Part 2.2: Hybrid Images

A hybrid image is a the combination of two filtered images, one showing only the low spacial frequencies (gradual changes in brightness), the other showing high frequencies (edges and smaller details). I chose the pair of images so that the large-scale composition of objects were similar.

For my lowpass filter, I used a standard 2D Gaussian. For the highpass, I used a unit impulse filter minus a Gaussian. The cutoff frequencies of each filter varied depending on the pair of chosen images

Low frequency source Lowpass High frequency source Highpass

Above, I've shown the fourier transforms of the images I chose for one of the hybrid images, in their original and filtered forms. Darker blues refer to a greater presence of that frequency, with low frequencies near the center. As you can see, the lowpass (blur) filter on the Yosemite image removed much of the higher frequencies, but left intact the low frequencies near the origin of the frequency space image. On the other hand, the highpass filter on the image of downtown Truckee, CA reduced only the low frequencies close to the center of the frequency space image. The resulting hybrid image, shown below with its Fourier transform, is the element-wise average of the two filtered images.

Hybrid image Fourier transform

Additional hybrid image results are shown below, along with their two source images.

Low frequency source High frequency source Hybrid image

Part 2.3: Gaussian and Laplacian Stacks

In order to implement multi-resolution blending, I first needed to create Gaussian and Laplacian stacks of my images. A Gaussian stack is simply a sequence of successively more blurry images, but all images have the same dimensions. I created this stack recursively, blurring the image with a lowpass (Gaussian) filter that doubled in size at each level of the stack (stopping once the filter height surpasses the image height). The farther down the stack, the lower the maximum frequency of the image.

Gaussian Stack of Apple

The Laplacian stack was computed as the difference of successive Gaussian stack images, resulting in a series of images representing a band of frequencies. The last image in the Laplacian stack is simply the lowest frequency Gaussian stack image, so that adding all images in the Laplacian stack will reconstruct the original image.

Laplacian Stack of Apple

Szelski Figure 3.42 (Laplacian Blending)

Part 2.4: Multiresolution Blending

The first step in multiresolution blending is to create Laplacian stacks for the two images, as well as a Gaussian stack for the mask itself. The mask controls which of the two images is visible at each pixel on the blended image, with a smooth transition between the two. The lower in the stack, the more gradual the transition from white to black, corresponding to a smoother blend.

Gaussian Stack of Vertical Seam Masks

For each level in the Laplacian image stacks, the corresponding left-side mask is multiplied element-wise with the left-side image, corresponding right-side mask is multiplied element-wise with the right-side image, and the two sides are added together to get a blended Laplacian stack. Finally, all levels of this stack are added back together to get the final blended image!

Gecat Laplacian Blending

In the example above, I placed the eye of my cat, Ollie, onto the face of my gecko, Nugget. I've shown the blended result for each resolution layer, as well as the final result.

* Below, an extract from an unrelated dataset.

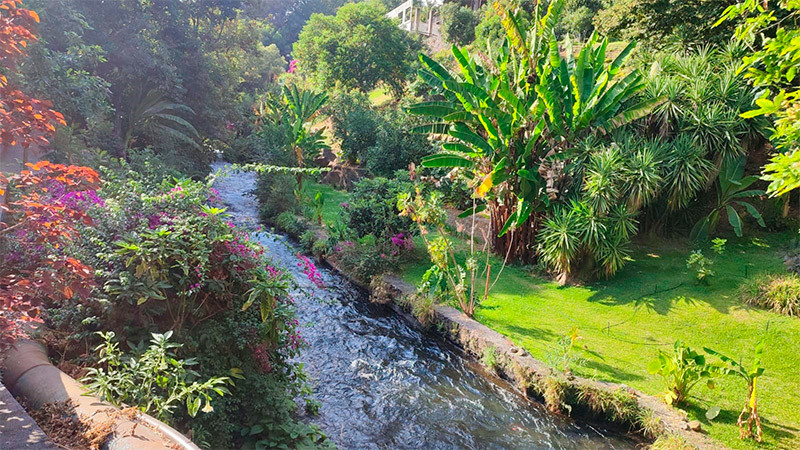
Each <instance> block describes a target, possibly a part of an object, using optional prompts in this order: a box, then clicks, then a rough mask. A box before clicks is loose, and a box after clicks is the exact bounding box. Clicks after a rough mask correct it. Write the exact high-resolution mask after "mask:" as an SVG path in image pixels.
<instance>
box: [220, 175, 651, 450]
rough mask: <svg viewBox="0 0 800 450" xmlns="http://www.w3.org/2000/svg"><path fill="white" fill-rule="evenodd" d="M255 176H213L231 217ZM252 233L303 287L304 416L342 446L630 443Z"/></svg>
mask: <svg viewBox="0 0 800 450" xmlns="http://www.w3.org/2000/svg"><path fill="white" fill-rule="evenodd" d="M223 167H224V164H223V163H216V164H214V165H213V168H214V170H217V169H220V168H223ZM255 179H256V178H255V175H254V174H252V173H232V174H230V175H228V176H227V177H224V178H221V179H219V180H217V181H216V182H215V188H216V189H217V190H219V191H220V197H221V198H222V200H223V201H224V202H225V203H226V204H227V205H228V212H229V213H230V214H231V215H232V218H233V220H234V222H236V223H237V224H240V225H244V226H253V227H254V226H255V225H257V223H258V202H257V200H256V199H255V198H254V197H253V196H251V195H249V193H250V191H252V190H253V189H254V187H255ZM253 237H254V238H256V239H258V240H259V242H261V244H262V245H263V246H264V247H265V248H266V249H267V252H268V254H269V255H270V257H271V258H272V259H273V261H274V262H275V263H276V264H277V265H280V266H283V267H284V268H285V269H286V270H289V271H290V272H292V274H293V275H295V278H296V280H297V282H298V284H300V285H301V287H302V289H303V292H306V293H307V294H305V295H297V296H296V298H295V300H296V304H297V316H298V320H300V322H301V324H303V328H302V335H303V337H304V338H305V339H306V340H307V341H308V343H309V347H308V348H307V349H305V350H304V351H303V353H302V355H301V356H300V357H299V360H300V361H302V362H303V363H304V364H305V368H306V372H307V373H308V375H309V378H310V379H311V382H312V386H313V388H314V396H315V398H316V399H317V400H318V401H320V402H321V404H322V406H321V408H320V410H319V415H318V416H314V417H312V418H311V420H312V421H313V422H314V423H317V424H319V425H320V426H321V427H322V429H323V430H324V432H325V433H326V434H327V435H328V436H329V437H330V439H332V440H333V441H334V442H335V443H336V444H337V445H338V446H339V447H340V448H352V449H364V448H377V449H382V448H392V449H394V448H420V449H454V448H459V449H460V448H469V449H494V448H497V449H512V448H514V449H515V448H519V449H534V448H564V449H601V448H603V449H632V448H635V446H636V445H635V443H634V442H633V441H631V440H630V439H628V438H627V437H625V436H624V435H620V434H619V433H608V432H606V431H605V430H602V429H599V428H597V427H593V426H590V425H587V424H583V423H579V422H575V421H572V420H569V419H567V418H564V417H560V416H556V415H553V414H550V413H548V412H547V411H546V410H545V409H544V407H543V406H542V405H539V404H535V403H531V402H529V401H527V400H525V399H523V398H521V397H520V396H519V395H517V394H516V393H514V392H511V391H510V390H508V389H506V388H505V387H504V386H503V385H502V383H493V382H490V381H488V380H487V379H486V377H484V376H482V375H480V373H479V372H480V369H479V368H478V367H476V363H475V362H473V361H471V360H469V359H468V358H464V357H462V356H461V355H460V354H459V353H458V352H457V351H455V350H454V349H451V348H449V347H448V346H447V345H444V344H442V343H440V342H439V341H438V340H436V339H434V338H431V337H429V336H426V335H425V334H423V333H421V332H420V331H418V330H416V329H414V328H412V327H411V326H409V325H408V324H407V323H406V322H404V321H403V319H402V318H400V317H398V316H397V315H395V314H394V313H392V312H391V311H389V310H387V308H384V307H378V306H373V305H370V304H369V303H368V302H365V301H364V298H363V296H364V295H365V294H364V293H363V292H361V291H360V290H359V289H357V288H356V287H355V286H353V285H351V284H350V283H349V282H348V281H347V280H346V279H344V278H342V277H341V276H339V275H338V274H336V273H335V272H333V271H330V270H327V269H325V268H322V267H320V268H319V271H320V274H321V275H322V277H323V280H324V282H325V285H326V288H325V289H317V288H316V287H315V286H313V285H312V284H311V283H310V282H309V281H308V279H307V278H306V277H305V276H303V274H302V272H301V270H300V269H299V268H298V267H297V256H296V254H297V251H298V250H297V249H296V248H295V247H294V246H293V245H292V243H291V242H289V241H288V240H287V239H286V238H285V237H283V236H281V235H277V234H272V233H268V232H263V231H262V232H254V233H253ZM308 293H310V294H308Z"/></svg>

Apocalypse Day Laplacian Blending

For my last example, I blended an image of the view from my parent's back patio on a nice day with that same view on 9/9/20 (that time the sky was dark and orange the entire day, which also happened to be my 20st birthday!). I wasn't completely happy with this result, because the method of blurring made the high frequencies of the plants of the right side abruptly end when they reached the left side, which feels a bit jarring in this context.

Overall, I learned that filters and spacial frequency analysis are extremely useful for image manipulation. I was surprised by the strong ties between human visual perception and the frequency domain of an image.